第8話
馬車に再び乗り込んだ私は――罪人とは思えないほどの厚遇とともに、王都へと向かっていた。
私の膝の上では、小さくなったフェンリルがいた。
フェンリルの背中を撫でると凄い柔らかい。……基本的には犬に似ていて、撫でられるのが好きなようだ。

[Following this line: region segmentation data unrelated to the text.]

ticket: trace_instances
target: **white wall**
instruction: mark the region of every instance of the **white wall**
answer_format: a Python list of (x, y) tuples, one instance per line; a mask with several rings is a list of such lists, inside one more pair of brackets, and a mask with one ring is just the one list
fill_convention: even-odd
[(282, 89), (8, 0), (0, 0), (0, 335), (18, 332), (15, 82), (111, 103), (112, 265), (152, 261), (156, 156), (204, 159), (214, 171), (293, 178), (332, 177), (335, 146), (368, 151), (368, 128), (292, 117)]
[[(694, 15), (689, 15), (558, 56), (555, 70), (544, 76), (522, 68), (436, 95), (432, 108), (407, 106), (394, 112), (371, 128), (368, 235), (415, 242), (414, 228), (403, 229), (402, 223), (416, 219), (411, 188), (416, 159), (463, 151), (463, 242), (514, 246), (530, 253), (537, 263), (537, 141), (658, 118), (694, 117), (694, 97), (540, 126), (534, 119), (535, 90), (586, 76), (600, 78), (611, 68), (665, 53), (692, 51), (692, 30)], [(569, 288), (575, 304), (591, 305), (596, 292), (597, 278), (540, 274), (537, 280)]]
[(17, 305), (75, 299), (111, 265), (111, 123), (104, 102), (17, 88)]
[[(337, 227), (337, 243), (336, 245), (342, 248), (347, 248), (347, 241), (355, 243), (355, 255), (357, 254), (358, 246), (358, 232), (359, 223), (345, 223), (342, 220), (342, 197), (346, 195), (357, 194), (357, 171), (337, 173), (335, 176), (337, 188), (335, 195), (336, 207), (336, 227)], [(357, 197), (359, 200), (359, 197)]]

それでも、さっきのお礼もあるので、撫でる手を止めることはしなかった。
「昔撫でてもらったときもそうだったけど、落ち着くなぁ」
「それはいいんだけど……どうして王都に?」
「簡単だよ……僕が魔法陣を通るときに邪魔したやつがいるからね。そいつに文句をつけにいくんだ」
「……文句? それに邪魔ってどういうこと?」
「簡単に言うとね、僕は精霊界からこの人間界に来るとき、門を通る必要があるんだ。けど、なぜか……その門がすっごい狭くなっててね。通ることができなくなっていたんだよ」
「あなた体のサイズ……変えられるんだよね?」
「うん。でも……そういうのとはもっと違うんだ。たぶん……魔法陣が壊れちゃっていたのかも」
「……壊れる」
もしかしたら、この可能性はあるかも。
魔法陣は数十年に一度壊れてしまい、フェンリルに祈りを捧げ直してもらうのだ。
……ただ、壊れたときに召喚などはしたことがなかったので、どうなるかは分からない。
あれが、壊れた時の反応だとすれば――。
そして、私の前まではうまく召喚できていた。
……私の前で召喚していたのは――リンダ。
彼女が、もしかしたら魔法陣を破壊する手段を見つけ、何かしたのかもしれない。
「……邪魔した人がいる、のね」
「うん、だからその人に文句を言いに行くんだ。……それに、このままこの国を去るのは嫌だよね?」
フェンリルの言葉に……私は何と答えればよいのだろうか。
……確かにこのまま去るのは家族に会えなくて寂しいから嫌だったわ。
でも、どうなんだろう。
……家族以外に関して、未練はないのよね。婚約破棄された瞬間は凄いショックだったけど、リンダの言葉を信じた王子にはすでに愛なんてなかったし。
「フェンリルの力は……この国じゃなくても使えるの?」
「うん、使えるよ」
「……例えば、どこか地方でのんびり生活したいって言ったら、ついてきてくれるの?」
「もちろん、僕は君の精霊だからね」
フェンリルはにこりと微笑んだ。
「それじゃあ、私は……家族のところに顔を出してから、王都に乗り込みたいわ」
「うん、それじゃあ。騎士さん、そういう道順でお願いね」
「か、かしこまりました!」
……まずは、家族にあって話をしよう。
それから、家族と今後どうするかを話したい。
私はフェンリルの頭を撫でながら、そんなことを考えていた。